John Hebenton's Podcast

Dragged from our Graves to Life

April 05, 2021 John Hebenton
John Hebenton's Podcast
Dragged from our Graves to Life
Show Notes

John invites a conversation about why Mark’s account of the resurrection so short. Is something missing, or did Mark do this deliberately? Is he inviting a conversation about how Jesus went ahead to where his hearers were and are?

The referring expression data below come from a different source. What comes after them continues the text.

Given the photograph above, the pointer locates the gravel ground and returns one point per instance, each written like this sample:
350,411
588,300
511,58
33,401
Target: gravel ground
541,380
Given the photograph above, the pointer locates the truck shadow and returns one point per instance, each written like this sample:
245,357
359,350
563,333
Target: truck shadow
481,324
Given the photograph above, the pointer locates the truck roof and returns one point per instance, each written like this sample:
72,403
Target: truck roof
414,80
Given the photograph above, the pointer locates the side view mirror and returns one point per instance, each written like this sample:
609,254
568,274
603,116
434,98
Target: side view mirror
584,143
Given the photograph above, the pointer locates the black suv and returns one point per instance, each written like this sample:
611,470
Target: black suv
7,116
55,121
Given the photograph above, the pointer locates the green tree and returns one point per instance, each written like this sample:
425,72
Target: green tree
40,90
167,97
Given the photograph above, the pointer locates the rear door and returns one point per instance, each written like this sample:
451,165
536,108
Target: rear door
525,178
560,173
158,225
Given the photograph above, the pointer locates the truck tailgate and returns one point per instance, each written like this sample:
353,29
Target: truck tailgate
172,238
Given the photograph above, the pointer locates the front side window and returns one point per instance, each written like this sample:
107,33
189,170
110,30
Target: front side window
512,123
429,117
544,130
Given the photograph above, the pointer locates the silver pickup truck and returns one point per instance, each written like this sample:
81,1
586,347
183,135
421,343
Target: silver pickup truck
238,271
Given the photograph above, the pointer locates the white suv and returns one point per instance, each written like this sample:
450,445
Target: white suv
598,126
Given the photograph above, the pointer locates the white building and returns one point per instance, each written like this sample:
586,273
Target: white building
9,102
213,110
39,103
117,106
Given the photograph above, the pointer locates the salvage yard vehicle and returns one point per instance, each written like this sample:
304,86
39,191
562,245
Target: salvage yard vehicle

He then uses a quote from Nadia Bolz-Weber to explore such a  conversation might include. 
Nadia says that “Easter is “a story about flesh and dirt and bodies and confusion…. God is interested in making me new. And new is not perfect. In the Easter story itself, new is often messy. New looks like recovering alcoholics, and reconciliation between family members who don’t actually deserve it. New looks like every time I admit I am wrong and every time I don’t mention it when I am right. New is every fresh start, every act of forgiveness and every moment of letting go of what we thought we couldn’t live without and then somehow living without it anyway. New is the thing we never see coming, never even hope for, but ends up being the thing we needed all along. It happens to all of us. God simply keeps bending down into the dirt of humanity and resurrecting us from the graves we dig ourselves through our violence, our lies, our arrogance, and our addictions. And God keeps loving us back to life over and over” (Pastrix, chapter 17.)

Here at Hori Tapu we stand on a site where God reached down in the dirtiness of our greed and war, into the graves that had literally dug , and offered life in acts of mercy, compassion, love.

So on this Easter morning, what are our stories of God reaching into our lives and loving us back to life?